Memory management

The way-too-long-don't-wanna-read summary for what to do when you wanna do dynamic memory management:

  1. Try not to — Ada offers a few features that makes it possible to work with dynamically sized types without manually allocating. Notably, out and in out parameters are by far the preffered way of modifying things from procedures. Subprograms can also take and return values of indefinite types (like String) without issue.
  2. Containers — the standard library containers are automatically managed.
  3. Indefinite holders — the indefinite holder container is a special container (meaning it has automatic memory management) which can hold a single value of an indefinite type. Values inside such a holder are allowed to change size without issue. Unbounded_String is similar, but only for strings.
  4. Controlled types — deriving from Controlled and Limited_Controlled from Ada.Finalization (see RM 7.6) let's you create RAII-style types by overriding Initialize and Finalize, as well as Adjust for Controlled.
  5. Smart pointersGNATCOLL's refcount package implements thread safe reference counting using controlled types. See also the Wikibook for more.
  6. Storage pools — these allow you to effectively override the new keyword with custom allocators, allowing you to implement arena allocators or bind conservative GC's like Boehm without pain.
  7. 'Storage_Size — access types can set the 'Storage_Size attribute with a dynamic value, in which case the compiler will create a storage pool that automatically reclaims the pool when the type is no longer visible.
  8. Unchecked_Deallocation — if none of the above help you, this should be a final resort. It is essentially a type-safe free, and should be treated as such.

Table of contents
  1. Introduction
  2. Do you have to?
  3. Unchecked deallocation
  4. Controlled types
  5. Holders
    1. Aside: containers
  6. Storage pools
    1. Aside: The 'Storage_Size attribute
  7. Garbage collection anyway
  8. Further reading

Introduction

Allocating items in Ada is easy!

with Ada.Text_IO; use Ada.Text_IO;

procedure Main is
    type Integer_Access is access Integer;
    X : Integer_Access := new Integer'(5);
begin
    Put_Line (Integer'Image (X.all));
end Main;

If we run this through Valgrind, however, we might see something troubling.

$ valgrind ./main
==7070== Memcheck, a memory error detector
==7070== Copyright (C) 2002-2017, and GNU GPL'd, by Julian Seward et al.
==7070== Using Valgrind-3.18.1 and LibVEX; rerun with -h for copyright info
==7070== Command: ./main
==7070==
 5
==7070==
==7070== HEAP SUMMARY:
==7070==     in use at exit: 4 bytes in 1 blocks
==7070==   total heap usage: 1 allocs, 0 frees, 4 bytes allocated
==7070==
==7070== LEAK SUMMARY:
==7070==    definitely lost: 4 bytes in 1 blocks
==7070==    indirectly lost: 0 bytes in 0 blocks
==7070==      possibly lost: 0 bytes in 0 blocks
==7070==    still reachable: 0 bytes in 0 blocks
==7070==         suppressed: 0 bytes in 0 blocks
==7070== Rerun with --leak-check=full to see details of leaked memory
==7070==
==7070== For lists of detected and suppressed errors, rerun with: -s
==7070== ERROR SUMMARY: 0 errors from 0 contexts (suppressed: 0 from 0)

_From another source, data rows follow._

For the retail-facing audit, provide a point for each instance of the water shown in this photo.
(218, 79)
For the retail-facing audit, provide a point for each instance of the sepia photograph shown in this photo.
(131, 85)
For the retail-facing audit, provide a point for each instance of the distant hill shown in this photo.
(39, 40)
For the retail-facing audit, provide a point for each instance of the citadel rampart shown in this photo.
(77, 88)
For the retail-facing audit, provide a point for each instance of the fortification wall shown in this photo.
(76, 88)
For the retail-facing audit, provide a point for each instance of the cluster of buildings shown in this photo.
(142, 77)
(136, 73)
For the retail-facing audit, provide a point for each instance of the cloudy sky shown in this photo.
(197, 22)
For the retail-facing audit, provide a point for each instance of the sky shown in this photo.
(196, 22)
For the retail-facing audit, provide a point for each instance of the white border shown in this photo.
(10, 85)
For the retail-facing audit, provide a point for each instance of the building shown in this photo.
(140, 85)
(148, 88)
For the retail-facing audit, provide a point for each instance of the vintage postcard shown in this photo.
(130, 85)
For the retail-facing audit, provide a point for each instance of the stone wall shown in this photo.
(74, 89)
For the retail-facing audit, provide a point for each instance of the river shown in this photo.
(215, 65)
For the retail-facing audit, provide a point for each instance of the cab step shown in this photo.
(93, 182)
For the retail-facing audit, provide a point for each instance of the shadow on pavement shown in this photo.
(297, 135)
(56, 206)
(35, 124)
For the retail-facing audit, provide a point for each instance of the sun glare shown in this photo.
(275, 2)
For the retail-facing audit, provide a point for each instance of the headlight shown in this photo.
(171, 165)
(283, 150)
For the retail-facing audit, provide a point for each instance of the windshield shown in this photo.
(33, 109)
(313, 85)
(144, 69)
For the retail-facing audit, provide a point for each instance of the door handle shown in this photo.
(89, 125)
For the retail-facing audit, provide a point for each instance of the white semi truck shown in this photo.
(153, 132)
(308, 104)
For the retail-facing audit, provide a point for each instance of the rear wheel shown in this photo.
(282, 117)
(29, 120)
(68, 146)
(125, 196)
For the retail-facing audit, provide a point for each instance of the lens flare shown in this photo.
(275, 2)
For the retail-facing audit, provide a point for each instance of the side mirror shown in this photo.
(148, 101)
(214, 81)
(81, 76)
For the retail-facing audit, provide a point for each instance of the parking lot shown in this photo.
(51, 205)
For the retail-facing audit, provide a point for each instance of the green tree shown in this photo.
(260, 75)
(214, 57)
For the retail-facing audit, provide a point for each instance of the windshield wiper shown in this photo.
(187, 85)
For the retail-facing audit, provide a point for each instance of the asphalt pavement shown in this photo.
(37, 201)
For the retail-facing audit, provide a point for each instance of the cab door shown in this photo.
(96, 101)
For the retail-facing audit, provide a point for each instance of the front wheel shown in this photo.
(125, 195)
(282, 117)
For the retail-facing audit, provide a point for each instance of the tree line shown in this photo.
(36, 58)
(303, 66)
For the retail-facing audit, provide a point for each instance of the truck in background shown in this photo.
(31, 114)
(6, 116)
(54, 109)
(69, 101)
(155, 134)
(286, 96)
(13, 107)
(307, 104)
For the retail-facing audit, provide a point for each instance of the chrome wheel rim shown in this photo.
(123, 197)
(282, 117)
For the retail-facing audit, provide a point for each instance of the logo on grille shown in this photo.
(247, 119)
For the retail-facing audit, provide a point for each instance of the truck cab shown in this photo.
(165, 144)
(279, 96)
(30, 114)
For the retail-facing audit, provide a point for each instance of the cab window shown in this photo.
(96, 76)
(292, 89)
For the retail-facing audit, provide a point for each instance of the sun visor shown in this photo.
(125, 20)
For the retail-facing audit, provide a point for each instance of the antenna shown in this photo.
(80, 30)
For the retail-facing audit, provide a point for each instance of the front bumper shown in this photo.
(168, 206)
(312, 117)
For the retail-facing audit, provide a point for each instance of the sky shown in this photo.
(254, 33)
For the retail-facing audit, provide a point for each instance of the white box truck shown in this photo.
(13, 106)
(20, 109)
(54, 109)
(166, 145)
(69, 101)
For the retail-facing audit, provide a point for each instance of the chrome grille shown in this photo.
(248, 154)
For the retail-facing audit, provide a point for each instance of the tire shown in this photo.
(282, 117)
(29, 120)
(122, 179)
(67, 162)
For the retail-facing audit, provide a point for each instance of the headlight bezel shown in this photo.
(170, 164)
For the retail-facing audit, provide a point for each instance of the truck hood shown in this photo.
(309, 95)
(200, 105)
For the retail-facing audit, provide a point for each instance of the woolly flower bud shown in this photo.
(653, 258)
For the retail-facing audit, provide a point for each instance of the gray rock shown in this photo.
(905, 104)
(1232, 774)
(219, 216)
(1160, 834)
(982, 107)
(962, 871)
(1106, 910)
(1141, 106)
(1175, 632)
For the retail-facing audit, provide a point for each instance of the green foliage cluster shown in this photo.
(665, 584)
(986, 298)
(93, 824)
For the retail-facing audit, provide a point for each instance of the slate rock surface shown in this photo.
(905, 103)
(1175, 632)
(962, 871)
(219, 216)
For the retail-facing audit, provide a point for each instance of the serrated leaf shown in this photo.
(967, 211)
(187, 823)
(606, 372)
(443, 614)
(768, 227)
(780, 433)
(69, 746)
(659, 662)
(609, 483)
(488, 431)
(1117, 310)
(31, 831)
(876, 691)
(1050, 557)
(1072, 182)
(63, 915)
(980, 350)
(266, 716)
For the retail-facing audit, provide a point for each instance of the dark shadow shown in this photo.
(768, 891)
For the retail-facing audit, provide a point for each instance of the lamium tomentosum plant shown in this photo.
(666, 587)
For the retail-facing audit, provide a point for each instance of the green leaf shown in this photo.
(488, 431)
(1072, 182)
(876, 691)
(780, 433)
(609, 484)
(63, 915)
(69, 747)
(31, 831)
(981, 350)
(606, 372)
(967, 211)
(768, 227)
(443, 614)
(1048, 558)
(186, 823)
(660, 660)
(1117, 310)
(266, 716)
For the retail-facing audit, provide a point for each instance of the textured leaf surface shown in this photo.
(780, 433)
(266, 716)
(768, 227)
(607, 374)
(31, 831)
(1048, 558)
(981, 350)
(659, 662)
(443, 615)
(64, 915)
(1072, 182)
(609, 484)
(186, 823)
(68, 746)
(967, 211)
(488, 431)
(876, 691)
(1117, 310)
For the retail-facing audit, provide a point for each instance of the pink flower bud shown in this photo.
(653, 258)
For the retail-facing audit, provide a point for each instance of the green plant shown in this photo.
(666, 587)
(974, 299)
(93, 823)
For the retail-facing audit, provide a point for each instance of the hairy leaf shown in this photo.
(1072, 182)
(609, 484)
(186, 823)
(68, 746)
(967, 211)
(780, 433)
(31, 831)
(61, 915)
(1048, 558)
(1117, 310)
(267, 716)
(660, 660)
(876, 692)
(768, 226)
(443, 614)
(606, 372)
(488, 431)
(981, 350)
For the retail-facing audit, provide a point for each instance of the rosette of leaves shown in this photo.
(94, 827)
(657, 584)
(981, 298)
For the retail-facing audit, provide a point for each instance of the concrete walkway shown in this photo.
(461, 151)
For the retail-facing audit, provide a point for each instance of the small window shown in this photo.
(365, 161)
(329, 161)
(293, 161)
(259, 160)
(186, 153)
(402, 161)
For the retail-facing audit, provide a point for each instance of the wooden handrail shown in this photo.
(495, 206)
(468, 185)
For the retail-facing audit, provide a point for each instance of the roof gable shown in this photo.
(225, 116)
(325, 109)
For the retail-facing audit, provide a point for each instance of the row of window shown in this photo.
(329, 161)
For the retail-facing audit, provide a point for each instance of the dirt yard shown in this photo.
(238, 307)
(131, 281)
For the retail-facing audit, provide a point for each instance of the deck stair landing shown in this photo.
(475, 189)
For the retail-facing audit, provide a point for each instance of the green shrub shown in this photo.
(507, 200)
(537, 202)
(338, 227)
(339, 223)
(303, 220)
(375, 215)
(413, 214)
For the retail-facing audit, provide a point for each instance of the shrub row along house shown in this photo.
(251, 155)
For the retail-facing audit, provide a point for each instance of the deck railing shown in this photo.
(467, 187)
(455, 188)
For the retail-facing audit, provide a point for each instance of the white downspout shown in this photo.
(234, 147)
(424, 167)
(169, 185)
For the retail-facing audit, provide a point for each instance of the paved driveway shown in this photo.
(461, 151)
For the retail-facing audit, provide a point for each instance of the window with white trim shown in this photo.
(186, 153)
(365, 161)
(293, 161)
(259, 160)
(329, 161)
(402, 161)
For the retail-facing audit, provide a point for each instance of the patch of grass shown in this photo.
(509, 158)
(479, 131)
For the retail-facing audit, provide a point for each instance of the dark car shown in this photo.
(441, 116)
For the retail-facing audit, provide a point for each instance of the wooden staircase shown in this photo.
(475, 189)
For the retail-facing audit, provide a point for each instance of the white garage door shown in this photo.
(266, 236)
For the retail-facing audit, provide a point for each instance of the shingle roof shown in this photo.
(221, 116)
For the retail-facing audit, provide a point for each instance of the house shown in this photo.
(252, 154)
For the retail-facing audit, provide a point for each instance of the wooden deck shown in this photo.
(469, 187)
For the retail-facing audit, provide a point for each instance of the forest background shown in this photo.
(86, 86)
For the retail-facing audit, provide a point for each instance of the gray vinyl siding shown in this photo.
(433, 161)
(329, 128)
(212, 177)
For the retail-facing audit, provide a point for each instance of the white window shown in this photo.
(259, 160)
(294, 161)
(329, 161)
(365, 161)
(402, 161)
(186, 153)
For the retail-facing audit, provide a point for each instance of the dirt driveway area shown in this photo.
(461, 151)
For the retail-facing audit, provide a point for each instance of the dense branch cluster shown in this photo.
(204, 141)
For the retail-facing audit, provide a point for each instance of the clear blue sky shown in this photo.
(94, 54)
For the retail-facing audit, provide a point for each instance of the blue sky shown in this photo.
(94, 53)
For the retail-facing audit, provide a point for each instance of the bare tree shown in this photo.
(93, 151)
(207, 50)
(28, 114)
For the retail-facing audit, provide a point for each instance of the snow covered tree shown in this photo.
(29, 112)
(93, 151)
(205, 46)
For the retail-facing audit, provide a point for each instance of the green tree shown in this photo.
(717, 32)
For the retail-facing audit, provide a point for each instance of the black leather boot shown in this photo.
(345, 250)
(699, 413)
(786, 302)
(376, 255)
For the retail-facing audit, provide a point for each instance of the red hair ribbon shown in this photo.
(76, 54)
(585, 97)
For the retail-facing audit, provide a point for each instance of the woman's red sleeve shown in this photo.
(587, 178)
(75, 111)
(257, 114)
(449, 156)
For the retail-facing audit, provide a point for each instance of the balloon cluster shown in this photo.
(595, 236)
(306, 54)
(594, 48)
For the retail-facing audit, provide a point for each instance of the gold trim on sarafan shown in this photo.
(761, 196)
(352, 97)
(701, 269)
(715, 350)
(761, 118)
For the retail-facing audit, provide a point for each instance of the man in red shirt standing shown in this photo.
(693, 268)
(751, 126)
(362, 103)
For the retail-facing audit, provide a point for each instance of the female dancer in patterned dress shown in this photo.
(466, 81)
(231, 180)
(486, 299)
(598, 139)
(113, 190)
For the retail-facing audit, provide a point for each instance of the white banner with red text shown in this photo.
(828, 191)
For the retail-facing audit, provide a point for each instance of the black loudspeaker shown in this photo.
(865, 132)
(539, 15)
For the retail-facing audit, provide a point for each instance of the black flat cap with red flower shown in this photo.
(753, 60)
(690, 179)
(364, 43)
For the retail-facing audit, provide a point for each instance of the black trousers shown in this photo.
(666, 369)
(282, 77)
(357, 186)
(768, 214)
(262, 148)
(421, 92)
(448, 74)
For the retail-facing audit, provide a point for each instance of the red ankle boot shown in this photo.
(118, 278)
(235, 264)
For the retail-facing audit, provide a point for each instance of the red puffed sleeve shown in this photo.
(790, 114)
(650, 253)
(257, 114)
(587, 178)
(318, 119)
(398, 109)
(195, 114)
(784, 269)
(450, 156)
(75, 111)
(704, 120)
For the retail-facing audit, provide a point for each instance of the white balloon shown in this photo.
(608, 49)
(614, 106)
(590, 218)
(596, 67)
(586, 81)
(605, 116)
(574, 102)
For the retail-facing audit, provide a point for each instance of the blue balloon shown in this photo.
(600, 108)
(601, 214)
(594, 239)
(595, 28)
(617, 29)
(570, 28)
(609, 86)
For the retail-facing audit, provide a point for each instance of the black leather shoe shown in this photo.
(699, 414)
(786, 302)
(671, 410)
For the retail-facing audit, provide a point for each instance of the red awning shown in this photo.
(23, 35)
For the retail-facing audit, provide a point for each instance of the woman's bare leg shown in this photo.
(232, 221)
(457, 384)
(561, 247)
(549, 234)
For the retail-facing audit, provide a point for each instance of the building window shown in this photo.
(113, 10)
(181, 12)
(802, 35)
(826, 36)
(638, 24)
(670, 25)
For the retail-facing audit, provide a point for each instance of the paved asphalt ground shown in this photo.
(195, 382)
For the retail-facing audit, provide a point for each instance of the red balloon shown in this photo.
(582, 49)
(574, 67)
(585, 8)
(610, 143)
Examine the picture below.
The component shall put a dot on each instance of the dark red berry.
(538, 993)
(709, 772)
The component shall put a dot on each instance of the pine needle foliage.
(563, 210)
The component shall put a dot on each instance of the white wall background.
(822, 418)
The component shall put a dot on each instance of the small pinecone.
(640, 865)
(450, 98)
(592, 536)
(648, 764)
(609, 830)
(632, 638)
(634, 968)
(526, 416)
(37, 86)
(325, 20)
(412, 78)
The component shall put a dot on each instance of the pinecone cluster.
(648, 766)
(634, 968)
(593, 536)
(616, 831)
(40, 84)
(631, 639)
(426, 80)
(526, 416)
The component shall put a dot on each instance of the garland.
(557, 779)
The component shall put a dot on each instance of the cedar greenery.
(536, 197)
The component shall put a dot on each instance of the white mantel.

A memory leak! If you have a background in C, C++, Rust, or similar systems-level languages, this might ring some alarm bells. Leaks aren't necessarily bad, but if you only ever allocate and never deallocate, you might soon find yourself using a lot more memory than you actually need to. That holds especially true for Ada, which is meant to be useful for real-time and embedded devices, where memory might not be in an excessive surplus.

The relevant section of the reference manual implies that a compiler is allowed to use automatic reclamation strategies such as garbage collection – but …

An implementation need not support garbage collection [...]

… which in practice means you can't rely on it being supported. Indeed, GNAT does not compile your program to use garbage collection.

Do you have to?

It's worth noting that in the program above, deallocation is not actually necessary, considering we exit immedieatly after where the deallocation would happen anyway, at which point the OS will reclaim the memory.

This is probably one of the first things to consider when dealing with dynamic memory management in Ada. Sometimes, it's not actually needed. The language does provide a few features which makes dynamic memory management unnecessary in certain cases, such as being able to take and return values of dynamic size:

with Ada.Text_IO; use Ada.Text_IO;

procedure Main is

    function Happify (S : String) return String is
    begin
        return S & "!";
    end Happify;

begin
    Put_Line (Happify ("Hello!"));
end Main;

The above program does technically allocate, but in the form of a (secondary) stack, which reclaims the memory automatically. An equivalent and reasonably idiomatic C program needs heap allocation for this:

#include <stdio.h>
#include <stdlib.h>
#include <string.h>

char *happify(const char *s) {
    size_t len = strlen(s);
    char *res = (char *) malloc(len + 2);
    strcpy(res, s);
    res[len] = '!';
    res[len + 1] = 0;
    return res;
}

int main(void) {
  char *happy = happify("Hello!");
  printf("%s\n", happy);
  free(happy);
}

Combine Ada's powerful indefinite types with in out and out parameters, nested subprograms, packages and types, and a quite a few use cases of pointers and dynamic memory management can be substituted with other alternatives.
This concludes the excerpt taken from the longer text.